Handling text input length with truncation and padding strategy: The model accepts fixed-sized tensors for training and evaluation. To ensure that we feed the model with fixed-sized tensors, the tokenizer handle sequences of varying lengths by truncating and padding longer and shorter text sequences, respectively. If the truncation parameter is set to 'True,' input sequences longer than a defined length will be truncated. Conversely, if the sequences are shorter, the special padding token [PAD] will be added until the number of tokens in the input matches our requirements for the model of choice. Truncation and padding are pivotal in guaranteeing consistent input sizes, as the inputs for the model we chose are predefined fixed-size tensors (e.g., 510 tokens + 2 special tokens [CLS] and [SEP] = 512). For our fine-tunning task, setting the input maximum length to 150 tokens encompass the majority of the samples and expedite the tokenization process.

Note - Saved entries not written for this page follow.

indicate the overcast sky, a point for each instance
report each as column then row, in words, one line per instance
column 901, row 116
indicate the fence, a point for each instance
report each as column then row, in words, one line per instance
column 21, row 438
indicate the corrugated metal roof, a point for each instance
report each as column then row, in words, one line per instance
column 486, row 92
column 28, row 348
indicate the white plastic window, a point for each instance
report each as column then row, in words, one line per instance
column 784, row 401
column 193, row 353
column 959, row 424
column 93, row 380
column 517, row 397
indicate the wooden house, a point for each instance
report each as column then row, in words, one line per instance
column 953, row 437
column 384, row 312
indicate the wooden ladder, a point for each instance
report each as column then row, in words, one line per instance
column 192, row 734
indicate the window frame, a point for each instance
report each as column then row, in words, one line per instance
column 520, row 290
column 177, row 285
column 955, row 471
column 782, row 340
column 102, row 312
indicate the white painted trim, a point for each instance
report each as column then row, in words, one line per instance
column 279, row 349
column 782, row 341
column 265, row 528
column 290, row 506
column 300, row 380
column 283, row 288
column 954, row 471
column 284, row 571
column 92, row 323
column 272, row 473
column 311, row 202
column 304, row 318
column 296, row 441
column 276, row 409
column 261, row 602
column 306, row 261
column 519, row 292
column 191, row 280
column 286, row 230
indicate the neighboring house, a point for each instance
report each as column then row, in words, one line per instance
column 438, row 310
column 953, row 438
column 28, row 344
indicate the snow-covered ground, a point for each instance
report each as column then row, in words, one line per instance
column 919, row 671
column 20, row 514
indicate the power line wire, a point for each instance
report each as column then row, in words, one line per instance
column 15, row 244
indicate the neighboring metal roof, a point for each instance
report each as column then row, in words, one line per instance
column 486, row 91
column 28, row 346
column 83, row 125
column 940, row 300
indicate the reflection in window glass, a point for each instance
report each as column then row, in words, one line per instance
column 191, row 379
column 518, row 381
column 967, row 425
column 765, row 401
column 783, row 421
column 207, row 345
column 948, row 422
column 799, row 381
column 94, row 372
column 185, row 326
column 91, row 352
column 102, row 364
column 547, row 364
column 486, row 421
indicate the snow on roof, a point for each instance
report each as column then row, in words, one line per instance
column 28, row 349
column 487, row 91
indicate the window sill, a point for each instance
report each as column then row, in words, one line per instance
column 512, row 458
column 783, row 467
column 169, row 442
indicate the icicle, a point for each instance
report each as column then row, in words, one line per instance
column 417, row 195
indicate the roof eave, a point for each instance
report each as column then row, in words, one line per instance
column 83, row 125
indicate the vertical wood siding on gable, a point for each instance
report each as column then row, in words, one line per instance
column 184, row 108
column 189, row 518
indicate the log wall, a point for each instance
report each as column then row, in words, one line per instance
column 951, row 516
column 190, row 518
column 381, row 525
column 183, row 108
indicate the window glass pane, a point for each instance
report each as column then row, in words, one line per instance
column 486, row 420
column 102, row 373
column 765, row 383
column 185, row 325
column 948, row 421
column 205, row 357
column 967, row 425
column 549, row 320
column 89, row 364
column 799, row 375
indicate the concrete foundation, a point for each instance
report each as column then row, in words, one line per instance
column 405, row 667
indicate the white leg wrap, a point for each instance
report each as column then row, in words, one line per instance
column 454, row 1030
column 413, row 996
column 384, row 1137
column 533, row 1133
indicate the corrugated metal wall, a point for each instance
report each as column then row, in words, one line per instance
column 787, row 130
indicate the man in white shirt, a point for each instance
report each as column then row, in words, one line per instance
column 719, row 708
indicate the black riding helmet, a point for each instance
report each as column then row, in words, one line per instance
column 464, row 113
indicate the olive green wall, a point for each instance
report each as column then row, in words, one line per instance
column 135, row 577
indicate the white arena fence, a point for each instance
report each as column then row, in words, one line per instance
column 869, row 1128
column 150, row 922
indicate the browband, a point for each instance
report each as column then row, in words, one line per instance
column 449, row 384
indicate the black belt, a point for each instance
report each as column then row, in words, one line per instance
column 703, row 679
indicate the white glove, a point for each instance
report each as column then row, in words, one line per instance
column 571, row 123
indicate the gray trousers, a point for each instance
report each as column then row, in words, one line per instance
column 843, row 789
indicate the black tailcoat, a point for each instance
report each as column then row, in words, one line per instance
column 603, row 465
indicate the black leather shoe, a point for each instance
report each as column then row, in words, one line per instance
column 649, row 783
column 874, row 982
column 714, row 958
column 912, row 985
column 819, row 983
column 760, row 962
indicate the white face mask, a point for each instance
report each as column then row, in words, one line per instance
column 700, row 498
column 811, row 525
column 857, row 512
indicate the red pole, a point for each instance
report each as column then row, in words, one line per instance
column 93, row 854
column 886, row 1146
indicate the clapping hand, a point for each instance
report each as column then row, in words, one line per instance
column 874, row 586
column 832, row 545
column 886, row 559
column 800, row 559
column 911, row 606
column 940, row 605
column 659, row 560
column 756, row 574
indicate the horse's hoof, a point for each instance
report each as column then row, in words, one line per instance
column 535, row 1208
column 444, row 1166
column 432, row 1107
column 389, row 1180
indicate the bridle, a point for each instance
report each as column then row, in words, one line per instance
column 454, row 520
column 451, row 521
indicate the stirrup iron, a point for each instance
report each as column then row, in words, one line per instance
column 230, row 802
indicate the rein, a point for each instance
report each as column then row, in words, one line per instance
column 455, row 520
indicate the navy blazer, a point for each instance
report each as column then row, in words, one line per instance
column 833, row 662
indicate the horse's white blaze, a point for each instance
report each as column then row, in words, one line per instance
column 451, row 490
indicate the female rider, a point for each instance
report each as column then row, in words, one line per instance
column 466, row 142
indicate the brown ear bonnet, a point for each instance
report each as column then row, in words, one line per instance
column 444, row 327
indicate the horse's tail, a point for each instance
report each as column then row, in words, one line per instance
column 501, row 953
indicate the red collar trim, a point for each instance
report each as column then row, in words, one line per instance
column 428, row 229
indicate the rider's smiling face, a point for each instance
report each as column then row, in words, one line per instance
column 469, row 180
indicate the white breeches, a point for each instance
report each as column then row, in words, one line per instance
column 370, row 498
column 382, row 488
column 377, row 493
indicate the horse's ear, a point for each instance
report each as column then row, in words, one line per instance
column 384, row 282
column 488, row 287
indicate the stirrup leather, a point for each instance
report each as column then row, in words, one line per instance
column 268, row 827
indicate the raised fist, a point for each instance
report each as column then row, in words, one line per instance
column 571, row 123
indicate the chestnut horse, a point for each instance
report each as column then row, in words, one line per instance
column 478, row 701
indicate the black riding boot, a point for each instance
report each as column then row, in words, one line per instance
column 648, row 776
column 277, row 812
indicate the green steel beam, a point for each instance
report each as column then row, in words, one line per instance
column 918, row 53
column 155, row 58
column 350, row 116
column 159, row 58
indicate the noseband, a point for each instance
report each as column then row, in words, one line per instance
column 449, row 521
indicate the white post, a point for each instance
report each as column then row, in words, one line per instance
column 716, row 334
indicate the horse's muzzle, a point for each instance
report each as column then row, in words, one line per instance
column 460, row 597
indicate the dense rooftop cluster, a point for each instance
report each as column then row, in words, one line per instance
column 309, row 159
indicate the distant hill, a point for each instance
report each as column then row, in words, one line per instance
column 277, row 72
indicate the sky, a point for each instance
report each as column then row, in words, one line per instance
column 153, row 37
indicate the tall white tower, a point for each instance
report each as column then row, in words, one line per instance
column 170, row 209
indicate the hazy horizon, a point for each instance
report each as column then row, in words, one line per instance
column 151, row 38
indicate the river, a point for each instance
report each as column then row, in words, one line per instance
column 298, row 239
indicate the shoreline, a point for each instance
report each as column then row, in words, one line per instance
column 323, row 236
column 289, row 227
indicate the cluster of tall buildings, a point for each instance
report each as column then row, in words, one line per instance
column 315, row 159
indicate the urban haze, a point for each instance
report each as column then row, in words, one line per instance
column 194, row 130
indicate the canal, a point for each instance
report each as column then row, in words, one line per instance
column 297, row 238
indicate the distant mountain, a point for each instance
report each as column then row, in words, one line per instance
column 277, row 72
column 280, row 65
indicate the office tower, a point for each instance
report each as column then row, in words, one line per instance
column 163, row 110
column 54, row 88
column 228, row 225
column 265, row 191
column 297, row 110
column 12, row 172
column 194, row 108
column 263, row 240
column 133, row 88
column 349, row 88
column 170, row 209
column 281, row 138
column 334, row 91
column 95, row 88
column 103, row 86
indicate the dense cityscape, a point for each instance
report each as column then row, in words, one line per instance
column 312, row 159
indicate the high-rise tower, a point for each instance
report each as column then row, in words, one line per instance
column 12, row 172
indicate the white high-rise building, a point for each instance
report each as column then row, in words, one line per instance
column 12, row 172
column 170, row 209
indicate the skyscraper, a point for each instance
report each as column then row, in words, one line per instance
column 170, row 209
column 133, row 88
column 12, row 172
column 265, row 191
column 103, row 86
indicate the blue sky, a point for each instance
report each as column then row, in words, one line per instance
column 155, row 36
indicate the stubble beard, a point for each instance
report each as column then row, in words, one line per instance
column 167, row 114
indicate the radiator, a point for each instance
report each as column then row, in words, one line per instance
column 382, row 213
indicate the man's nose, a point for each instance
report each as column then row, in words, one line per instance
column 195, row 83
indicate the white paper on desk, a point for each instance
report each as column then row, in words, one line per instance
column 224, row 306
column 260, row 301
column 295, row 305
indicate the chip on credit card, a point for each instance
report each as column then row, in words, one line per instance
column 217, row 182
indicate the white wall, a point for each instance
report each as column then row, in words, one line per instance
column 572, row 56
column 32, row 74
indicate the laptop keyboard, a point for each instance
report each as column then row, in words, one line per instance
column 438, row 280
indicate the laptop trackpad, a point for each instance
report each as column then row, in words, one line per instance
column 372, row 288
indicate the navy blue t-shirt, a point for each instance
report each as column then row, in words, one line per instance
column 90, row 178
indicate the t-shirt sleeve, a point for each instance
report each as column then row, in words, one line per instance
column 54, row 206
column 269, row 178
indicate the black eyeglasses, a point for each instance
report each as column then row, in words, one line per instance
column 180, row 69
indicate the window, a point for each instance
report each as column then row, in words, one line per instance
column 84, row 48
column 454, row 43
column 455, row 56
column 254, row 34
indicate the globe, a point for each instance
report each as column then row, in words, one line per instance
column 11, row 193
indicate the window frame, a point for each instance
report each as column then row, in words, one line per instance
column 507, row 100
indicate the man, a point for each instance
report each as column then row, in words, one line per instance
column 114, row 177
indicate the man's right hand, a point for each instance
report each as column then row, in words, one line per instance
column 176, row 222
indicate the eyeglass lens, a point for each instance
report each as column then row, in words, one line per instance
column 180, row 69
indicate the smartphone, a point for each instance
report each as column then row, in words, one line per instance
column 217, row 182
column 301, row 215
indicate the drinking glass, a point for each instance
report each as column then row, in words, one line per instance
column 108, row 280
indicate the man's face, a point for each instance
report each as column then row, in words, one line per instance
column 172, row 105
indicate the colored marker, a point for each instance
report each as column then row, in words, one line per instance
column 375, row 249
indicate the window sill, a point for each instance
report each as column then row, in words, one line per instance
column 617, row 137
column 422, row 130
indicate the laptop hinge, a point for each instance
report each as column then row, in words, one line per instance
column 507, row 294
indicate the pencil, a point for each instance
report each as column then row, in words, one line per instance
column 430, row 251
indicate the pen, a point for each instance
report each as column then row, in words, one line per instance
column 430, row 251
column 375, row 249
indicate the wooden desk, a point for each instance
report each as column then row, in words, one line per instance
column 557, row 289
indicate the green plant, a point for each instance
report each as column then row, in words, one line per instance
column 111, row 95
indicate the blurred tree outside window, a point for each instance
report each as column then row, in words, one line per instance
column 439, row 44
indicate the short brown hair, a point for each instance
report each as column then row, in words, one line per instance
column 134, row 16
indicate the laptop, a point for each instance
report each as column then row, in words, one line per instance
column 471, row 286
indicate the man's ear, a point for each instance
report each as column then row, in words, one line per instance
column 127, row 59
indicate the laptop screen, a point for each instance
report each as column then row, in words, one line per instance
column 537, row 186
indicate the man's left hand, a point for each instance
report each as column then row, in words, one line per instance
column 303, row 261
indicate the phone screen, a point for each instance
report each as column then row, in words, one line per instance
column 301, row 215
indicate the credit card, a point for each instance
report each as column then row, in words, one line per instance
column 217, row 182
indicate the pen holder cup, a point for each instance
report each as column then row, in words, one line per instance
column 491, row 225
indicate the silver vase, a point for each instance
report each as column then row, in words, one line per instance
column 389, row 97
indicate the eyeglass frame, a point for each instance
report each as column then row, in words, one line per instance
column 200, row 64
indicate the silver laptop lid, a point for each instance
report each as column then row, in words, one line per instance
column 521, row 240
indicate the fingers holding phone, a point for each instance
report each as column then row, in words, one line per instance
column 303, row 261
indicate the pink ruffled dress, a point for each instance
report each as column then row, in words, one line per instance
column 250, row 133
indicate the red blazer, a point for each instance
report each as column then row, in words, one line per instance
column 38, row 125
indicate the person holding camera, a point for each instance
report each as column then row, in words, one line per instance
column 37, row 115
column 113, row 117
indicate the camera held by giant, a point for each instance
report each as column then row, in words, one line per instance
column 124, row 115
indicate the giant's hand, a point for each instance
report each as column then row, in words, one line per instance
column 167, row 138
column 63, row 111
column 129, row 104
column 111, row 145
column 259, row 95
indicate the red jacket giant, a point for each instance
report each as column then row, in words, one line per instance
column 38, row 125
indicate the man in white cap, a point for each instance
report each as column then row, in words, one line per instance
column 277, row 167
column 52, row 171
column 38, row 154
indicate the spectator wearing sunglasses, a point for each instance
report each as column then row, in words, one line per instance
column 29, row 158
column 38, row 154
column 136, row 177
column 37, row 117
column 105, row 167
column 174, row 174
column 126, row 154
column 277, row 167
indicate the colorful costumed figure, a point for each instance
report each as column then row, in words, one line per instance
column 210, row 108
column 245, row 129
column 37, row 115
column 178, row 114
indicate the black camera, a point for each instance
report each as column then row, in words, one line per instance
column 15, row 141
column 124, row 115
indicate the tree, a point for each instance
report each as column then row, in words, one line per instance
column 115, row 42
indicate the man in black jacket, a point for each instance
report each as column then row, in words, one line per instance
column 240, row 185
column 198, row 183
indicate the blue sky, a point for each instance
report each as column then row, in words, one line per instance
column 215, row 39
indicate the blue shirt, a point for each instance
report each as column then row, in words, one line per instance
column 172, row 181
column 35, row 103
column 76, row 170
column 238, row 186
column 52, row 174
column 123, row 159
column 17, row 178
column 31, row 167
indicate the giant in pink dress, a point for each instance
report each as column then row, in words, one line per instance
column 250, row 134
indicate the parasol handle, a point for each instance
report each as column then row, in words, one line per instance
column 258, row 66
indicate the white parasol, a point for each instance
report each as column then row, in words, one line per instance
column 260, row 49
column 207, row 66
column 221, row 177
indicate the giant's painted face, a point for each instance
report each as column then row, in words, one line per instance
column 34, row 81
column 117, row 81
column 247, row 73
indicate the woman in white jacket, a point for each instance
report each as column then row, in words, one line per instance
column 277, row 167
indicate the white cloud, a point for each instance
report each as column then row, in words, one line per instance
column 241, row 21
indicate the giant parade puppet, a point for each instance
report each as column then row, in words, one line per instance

Classification Token [CLS] and Separator Token [SEP] are special tokens that provide information about the input provided to the model we choose. [CLS] marks the initiation of the sequence for the BERT model. [SEP] separates sentences in sentence-pair tasks. It aids the model in capturing the relationships between two sentences that are concatenated using [SEP]. Note the use of padding [PAD] to fill-up the input sequence to a fixed length.
In this context, we are employing the BertTokenizerFast with the tokenization strategy of the pre-trained model bert-base-multilingual-uncased to convert text to lowercase and eliminate capitalization. Lowercase inputs typically result in a smaller number of tokens and tend to generalize better for unseen text sequences during production phase. However, we can later explore the possibility of using cased inputs to evaluate model performance.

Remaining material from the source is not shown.